KASUM Daftarkan Gugatan Pembebasan Bersyarat Pollycarpus ke PTUN
Berita

KASUM Daftarkan Gugatan Pembebasan Bersyarat Pollycarpus ke PTUN

Somasi yang dilayangkan kepada Presiden RI dan Menkumham tak digubris.

YOZ
Bacaan 2 Menit
KASUM Daftarkan Gugatan Pembebasan Bersyarat Pollycarpus ke PTUN
Hukumonline
Komite Aksi Solidaritas Untuk Munir (KASUM) mendaftarkan gugatan pembatalan pembebasan bersyarat Pollycarpusdi Pengadilan Tata Usaha Negara Jakarta (PTUN) Jakarta, Rabu (4/2). Sebelumnya, KASUM telah memperingatkan pemerintah untuk mencabut pembebasan bersyarat Pollycapus, namun hal itu tak dihiraukan.

“Tindakan ini kami tempuh sebagai bentuk konsistensi kami dalam mengawasi komitmen pemerintah dalam mengungkap kasus pembunuhan Munir,” kata Kepala Bidang Penanganan Kasus LBH Jakarta, Muhamad Isnur, dalam siaran pers. 

Muhamad Isnur mengaku sudah memperingatkan pemerintah untuk mencabut pembebasan bersyarat Pollycarpus karena dikeluarkan tanpa memperhatikan syarat dapat diterima masyarakat dan memperhatikan kepentingan keamanan, ketertiban umum dan rasa keadilan masyarakat.

Hal itu sebagaimana diatur dalam PPNo. 32 Tahun 1999jo. PP No. 99 Tahun 2012 tentang Syarat dan Tata Cara Pelaksanaan Hak Warga Binaan Pemasyarakatan, dan Peraturan Menteri Hukum dan Hak Asasi Manusia (Permenkumham) No.21 Tahun 2013 tentang Syarat dan Tata Cara Pemberian Remisi, Asimilasi, Cuti Mengunjungi Keluarga, Pembebasan Bersyarat, Cuti Menjelang Bebas dan Cuti Bersyarat.

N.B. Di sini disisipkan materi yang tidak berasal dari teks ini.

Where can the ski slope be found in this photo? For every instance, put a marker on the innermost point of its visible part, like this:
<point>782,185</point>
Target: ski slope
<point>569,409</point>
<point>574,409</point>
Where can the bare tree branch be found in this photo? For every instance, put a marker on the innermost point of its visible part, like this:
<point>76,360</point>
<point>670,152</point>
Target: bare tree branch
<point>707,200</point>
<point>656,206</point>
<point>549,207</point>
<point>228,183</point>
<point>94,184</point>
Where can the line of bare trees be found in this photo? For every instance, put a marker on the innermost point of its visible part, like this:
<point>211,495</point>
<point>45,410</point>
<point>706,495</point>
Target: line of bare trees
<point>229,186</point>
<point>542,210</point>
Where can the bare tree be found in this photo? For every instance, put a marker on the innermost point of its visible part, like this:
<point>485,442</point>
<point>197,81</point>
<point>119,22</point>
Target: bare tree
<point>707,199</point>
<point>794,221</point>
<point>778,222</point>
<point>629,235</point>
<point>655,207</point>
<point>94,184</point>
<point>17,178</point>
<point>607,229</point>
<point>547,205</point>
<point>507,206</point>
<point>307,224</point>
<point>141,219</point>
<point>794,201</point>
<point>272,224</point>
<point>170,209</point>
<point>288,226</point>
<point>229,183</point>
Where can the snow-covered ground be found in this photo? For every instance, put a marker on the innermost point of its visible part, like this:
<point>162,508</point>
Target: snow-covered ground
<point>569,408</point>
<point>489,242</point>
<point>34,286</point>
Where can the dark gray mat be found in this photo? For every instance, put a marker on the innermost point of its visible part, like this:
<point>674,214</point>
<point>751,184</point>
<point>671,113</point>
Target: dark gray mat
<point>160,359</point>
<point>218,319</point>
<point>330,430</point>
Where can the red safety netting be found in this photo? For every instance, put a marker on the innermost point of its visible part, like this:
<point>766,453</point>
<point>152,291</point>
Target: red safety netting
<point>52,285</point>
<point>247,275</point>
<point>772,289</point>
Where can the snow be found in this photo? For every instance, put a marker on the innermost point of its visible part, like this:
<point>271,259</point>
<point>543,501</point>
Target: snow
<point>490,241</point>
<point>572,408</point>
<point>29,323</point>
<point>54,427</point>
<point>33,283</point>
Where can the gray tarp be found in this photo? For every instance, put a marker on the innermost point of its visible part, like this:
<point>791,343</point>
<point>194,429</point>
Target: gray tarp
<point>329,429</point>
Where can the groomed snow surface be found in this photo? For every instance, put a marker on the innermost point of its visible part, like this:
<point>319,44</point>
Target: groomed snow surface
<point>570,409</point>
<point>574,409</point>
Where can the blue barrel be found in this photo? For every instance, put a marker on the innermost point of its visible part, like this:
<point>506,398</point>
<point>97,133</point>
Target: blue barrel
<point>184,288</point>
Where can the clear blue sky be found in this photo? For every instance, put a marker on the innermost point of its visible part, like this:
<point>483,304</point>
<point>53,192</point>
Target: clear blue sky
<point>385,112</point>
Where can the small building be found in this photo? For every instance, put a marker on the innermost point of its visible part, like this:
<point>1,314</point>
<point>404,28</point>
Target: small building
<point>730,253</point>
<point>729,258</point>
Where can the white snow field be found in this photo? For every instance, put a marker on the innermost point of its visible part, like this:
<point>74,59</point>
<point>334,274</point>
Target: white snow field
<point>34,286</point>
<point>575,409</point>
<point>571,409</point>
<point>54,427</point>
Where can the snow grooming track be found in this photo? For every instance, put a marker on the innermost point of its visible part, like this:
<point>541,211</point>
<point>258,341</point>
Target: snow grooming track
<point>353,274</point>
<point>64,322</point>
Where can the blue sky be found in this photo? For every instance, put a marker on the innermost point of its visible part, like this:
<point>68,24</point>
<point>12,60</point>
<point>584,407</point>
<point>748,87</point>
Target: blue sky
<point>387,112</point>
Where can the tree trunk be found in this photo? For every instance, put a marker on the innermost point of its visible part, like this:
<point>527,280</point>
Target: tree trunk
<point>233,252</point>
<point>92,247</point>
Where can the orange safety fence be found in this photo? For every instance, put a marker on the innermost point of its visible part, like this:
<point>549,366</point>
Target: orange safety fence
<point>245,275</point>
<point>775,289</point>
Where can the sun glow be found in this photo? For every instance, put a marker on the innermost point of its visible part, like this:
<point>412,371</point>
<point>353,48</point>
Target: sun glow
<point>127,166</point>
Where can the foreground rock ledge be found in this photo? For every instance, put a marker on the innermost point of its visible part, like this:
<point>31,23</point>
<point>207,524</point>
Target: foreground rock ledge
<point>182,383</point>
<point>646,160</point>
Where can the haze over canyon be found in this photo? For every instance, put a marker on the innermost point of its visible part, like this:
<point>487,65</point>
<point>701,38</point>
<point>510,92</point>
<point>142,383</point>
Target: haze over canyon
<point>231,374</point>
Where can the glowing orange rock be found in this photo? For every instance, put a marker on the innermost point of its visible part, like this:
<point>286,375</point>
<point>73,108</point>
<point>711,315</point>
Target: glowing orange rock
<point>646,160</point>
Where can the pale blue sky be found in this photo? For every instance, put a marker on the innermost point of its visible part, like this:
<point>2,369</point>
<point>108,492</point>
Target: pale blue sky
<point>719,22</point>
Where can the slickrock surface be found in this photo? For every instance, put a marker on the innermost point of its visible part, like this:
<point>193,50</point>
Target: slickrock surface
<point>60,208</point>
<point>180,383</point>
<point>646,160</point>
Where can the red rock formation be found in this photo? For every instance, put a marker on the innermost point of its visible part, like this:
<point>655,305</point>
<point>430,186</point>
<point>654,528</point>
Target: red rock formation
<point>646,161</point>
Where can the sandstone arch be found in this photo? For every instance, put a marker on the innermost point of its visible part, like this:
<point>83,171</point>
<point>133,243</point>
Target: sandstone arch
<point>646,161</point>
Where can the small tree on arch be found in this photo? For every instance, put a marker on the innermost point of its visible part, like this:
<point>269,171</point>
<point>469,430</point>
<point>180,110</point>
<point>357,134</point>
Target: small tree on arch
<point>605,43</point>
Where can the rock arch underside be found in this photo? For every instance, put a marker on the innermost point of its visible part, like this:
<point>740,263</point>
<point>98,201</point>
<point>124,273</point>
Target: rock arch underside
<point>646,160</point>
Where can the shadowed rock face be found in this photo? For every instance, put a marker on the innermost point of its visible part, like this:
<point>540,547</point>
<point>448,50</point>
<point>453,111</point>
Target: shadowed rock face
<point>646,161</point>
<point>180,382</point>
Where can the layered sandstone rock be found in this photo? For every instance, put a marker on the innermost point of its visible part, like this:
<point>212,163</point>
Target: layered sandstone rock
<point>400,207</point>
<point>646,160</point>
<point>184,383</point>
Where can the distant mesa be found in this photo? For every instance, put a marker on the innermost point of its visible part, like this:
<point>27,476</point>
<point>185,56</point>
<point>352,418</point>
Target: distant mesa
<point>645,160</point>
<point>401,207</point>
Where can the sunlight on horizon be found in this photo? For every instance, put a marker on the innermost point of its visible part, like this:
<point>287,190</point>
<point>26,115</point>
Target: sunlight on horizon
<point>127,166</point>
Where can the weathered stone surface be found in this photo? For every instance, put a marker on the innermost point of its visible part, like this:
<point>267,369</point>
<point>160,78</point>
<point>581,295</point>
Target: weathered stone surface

“Namun pemerintah bersikukuh telah melakukan tindakan tepat dengan alasan pembebasan bersyarat adalah hak Pollycarpus sebagai Narapidana”, katanya

Ichsan Zikry, Pengacara Publik LBH Jakarta menambahkan pembebasan bersyarat memang hak narapidana, namun bukan berarti setiap narapidana wajib diberikan pembebasan bersyarat. Dia menjelaskan, pembebasan bersyarat adalah bagian dari program pembinaan pemasyarakatan, sehingga pemberiannya juga harus sesuai dengan tujuan sistem pemasyarakatan sebagaimana diatur dalam Pasal 2 UUNo. 12 Tahun 1995tentang Pemasyarakatan.

Menurutnya, tujuan pemasyarakatan dalam Pasal 2 UU No. 12 Tahun 1995 salah satunya adalah agar narapidana dapat menyadari kesalahannya. Pertanyaannya, kata Ichsan, apakah segala tindakan Pollycarpus sudah mencerminkan sikap menyadari kesalahannya karena sampai saat ini Pollycarpus masih merasa tidak membunuh Munir dan tetap menutup rapat siapa dalang pembunuhan Munir.

“Pemerintah tidak hati-hati dalam memberikan pembebasan bersyarat, pemberian pembebasan bersyarat ini kotraproduktif dengan komitmen pemerintah untuk mengungkap kasus pembunuhan Munir dan juga kasus-kasus pelanggaran HAM berat lainnya” sambung Isnur.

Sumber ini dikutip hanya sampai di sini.